Posted by Picture of Team B.E. Team B.E.

In mid-July, with so much of the news coverage focused on various aspects of Covid-19, such as the long-awaited re-opening of pubs and restaurants, an important landmark ruling by the European Court of Justice (ECJ) may have been overlooked.

In a case brought forward by Max Schrems, the fate of the EU-US Privacy Shield was on the chopping block, with the decision ultimately falling in favour of invalidating the mechanism. Up till now, the Privacy Shield has allowed companies to comply with data protection requirements when transferring data between the EU and the United States.
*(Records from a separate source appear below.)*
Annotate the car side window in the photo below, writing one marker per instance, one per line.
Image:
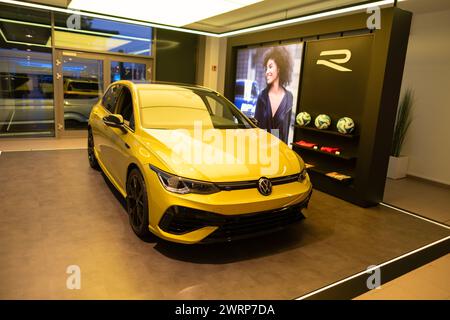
(125, 107)
(110, 98)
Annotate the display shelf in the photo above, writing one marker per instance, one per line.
(340, 156)
(329, 132)
(322, 171)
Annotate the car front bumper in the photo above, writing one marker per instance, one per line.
(225, 215)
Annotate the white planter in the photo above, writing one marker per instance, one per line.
(397, 167)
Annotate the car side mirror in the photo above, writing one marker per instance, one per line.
(255, 122)
(114, 121)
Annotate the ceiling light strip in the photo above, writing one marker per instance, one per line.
(26, 23)
(308, 18)
(225, 34)
(105, 17)
(22, 43)
(103, 34)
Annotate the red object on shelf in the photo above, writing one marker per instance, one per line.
(306, 144)
(329, 149)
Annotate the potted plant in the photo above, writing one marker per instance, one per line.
(398, 164)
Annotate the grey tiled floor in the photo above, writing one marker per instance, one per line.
(431, 281)
(56, 212)
(427, 199)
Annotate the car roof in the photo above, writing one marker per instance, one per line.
(158, 85)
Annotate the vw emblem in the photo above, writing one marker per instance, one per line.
(264, 186)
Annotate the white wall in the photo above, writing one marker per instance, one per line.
(427, 72)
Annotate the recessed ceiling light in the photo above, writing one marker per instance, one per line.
(171, 12)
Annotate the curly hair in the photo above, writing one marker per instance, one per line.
(284, 62)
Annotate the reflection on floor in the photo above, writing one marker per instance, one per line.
(32, 144)
(431, 281)
(425, 198)
(57, 212)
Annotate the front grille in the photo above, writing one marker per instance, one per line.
(228, 186)
(238, 227)
(180, 220)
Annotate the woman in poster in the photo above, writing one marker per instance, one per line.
(274, 105)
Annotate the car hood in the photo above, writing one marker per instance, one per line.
(221, 155)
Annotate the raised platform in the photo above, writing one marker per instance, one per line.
(57, 212)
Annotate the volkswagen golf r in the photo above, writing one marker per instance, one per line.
(191, 166)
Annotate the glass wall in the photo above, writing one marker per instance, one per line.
(83, 86)
(28, 103)
(87, 33)
(127, 71)
(26, 76)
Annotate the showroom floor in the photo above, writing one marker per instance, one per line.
(58, 212)
(429, 282)
(429, 199)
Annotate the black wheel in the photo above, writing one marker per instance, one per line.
(91, 154)
(137, 204)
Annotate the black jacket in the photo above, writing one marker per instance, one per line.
(281, 119)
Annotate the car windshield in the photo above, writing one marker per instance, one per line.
(184, 108)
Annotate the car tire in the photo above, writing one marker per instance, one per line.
(91, 154)
(137, 204)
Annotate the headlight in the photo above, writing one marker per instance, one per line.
(181, 185)
(302, 175)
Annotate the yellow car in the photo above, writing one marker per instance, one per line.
(191, 166)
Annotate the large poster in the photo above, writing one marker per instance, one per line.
(266, 88)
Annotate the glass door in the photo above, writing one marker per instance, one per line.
(81, 83)
(81, 79)
(129, 69)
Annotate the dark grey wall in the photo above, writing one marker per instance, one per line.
(176, 56)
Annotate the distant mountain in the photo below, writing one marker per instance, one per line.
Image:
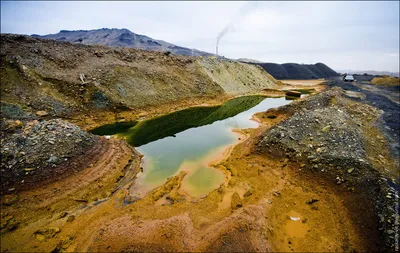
(370, 72)
(120, 38)
(298, 71)
(249, 60)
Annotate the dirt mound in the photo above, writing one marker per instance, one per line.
(237, 78)
(386, 80)
(65, 79)
(120, 38)
(39, 151)
(334, 138)
(298, 71)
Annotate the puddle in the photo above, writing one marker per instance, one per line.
(191, 140)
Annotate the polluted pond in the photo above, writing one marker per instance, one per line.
(189, 140)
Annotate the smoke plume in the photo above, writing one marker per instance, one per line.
(235, 20)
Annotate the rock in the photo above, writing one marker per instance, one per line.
(71, 218)
(41, 113)
(46, 233)
(325, 129)
(293, 93)
(236, 202)
(311, 201)
(53, 159)
(248, 193)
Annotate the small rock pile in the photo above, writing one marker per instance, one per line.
(36, 148)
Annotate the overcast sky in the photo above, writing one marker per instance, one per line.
(343, 35)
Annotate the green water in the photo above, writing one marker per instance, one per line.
(188, 140)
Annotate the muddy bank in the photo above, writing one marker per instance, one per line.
(69, 80)
(272, 199)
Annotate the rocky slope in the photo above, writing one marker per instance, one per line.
(120, 38)
(337, 140)
(64, 79)
(298, 71)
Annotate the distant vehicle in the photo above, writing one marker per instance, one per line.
(348, 78)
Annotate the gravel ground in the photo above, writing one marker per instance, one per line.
(325, 136)
(382, 97)
(33, 151)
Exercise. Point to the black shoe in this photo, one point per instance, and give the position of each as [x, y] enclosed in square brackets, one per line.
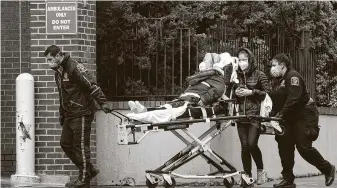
[93, 173]
[285, 184]
[330, 178]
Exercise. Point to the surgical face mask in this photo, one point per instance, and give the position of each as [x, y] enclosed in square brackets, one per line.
[243, 65]
[276, 70]
[243, 62]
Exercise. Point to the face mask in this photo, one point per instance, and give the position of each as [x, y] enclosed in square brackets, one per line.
[276, 71]
[243, 65]
[54, 64]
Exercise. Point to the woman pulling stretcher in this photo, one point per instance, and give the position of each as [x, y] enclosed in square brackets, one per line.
[205, 88]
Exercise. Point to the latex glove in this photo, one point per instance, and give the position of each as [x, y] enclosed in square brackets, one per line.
[243, 92]
[106, 108]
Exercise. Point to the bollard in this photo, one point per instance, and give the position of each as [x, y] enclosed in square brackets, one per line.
[25, 132]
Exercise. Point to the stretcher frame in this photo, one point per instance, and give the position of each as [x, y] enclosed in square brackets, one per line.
[198, 147]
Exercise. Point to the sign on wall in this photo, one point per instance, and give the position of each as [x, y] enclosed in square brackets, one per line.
[61, 18]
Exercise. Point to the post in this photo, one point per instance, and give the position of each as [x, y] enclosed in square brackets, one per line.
[25, 131]
[305, 63]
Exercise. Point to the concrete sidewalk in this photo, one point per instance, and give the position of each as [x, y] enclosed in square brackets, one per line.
[312, 182]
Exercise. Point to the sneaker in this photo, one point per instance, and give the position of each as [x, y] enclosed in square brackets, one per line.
[140, 108]
[261, 177]
[285, 184]
[133, 107]
[330, 177]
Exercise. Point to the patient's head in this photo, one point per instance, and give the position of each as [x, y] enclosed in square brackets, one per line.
[209, 60]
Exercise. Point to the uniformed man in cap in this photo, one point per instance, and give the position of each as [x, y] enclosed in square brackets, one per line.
[292, 103]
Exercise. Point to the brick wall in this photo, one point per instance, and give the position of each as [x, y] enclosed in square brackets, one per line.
[50, 159]
[12, 64]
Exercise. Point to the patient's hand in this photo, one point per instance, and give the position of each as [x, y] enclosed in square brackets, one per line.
[241, 92]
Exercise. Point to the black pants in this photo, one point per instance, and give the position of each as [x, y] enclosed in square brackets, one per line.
[301, 132]
[75, 142]
[249, 135]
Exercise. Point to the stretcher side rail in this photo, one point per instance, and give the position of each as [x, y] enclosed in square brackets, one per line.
[135, 126]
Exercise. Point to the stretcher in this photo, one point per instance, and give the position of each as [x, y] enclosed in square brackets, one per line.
[198, 147]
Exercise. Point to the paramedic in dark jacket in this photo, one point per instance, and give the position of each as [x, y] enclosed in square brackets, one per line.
[78, 93]
[292, 103]
[251, 91]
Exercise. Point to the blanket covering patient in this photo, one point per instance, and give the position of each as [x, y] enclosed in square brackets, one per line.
[205, 88]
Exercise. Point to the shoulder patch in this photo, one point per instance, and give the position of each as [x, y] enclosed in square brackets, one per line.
[81, 67]
[282, 84]
[295, 81]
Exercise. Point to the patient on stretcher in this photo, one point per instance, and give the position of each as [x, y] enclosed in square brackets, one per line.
[205, 89]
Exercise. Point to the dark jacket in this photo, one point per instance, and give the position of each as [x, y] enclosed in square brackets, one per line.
[211, 94]
[256, 81]
[77, 89]
[289, 95]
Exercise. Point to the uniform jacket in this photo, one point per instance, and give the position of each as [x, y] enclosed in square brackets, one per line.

The ECJ agreed that the Privacy Shield did not provide adequate protection to EU and UK citizens from the monitoring and investigations of the US government, therefore could no longer justify its use to move and store data in the US. This means that any company that has previously been transferring EU and UK residents’ personal data to the US could now be doing so unlawfully. The transfer of such data is estimated to affect over 5,000 companies with an estimated trade value of £5.6 trillion.

This leads to the obvious question of ‘do you know where all your client’s data is stored?’. If it is in the US, and the Privacy Shield has been used as justification for the location of the transfer and the storage of the data, then you will need to ensure that separate ‘standard contractual clauses’ are signed and agreed upon. Large well-known companies such as Microsoft already use them and remain unaffected by this ruling.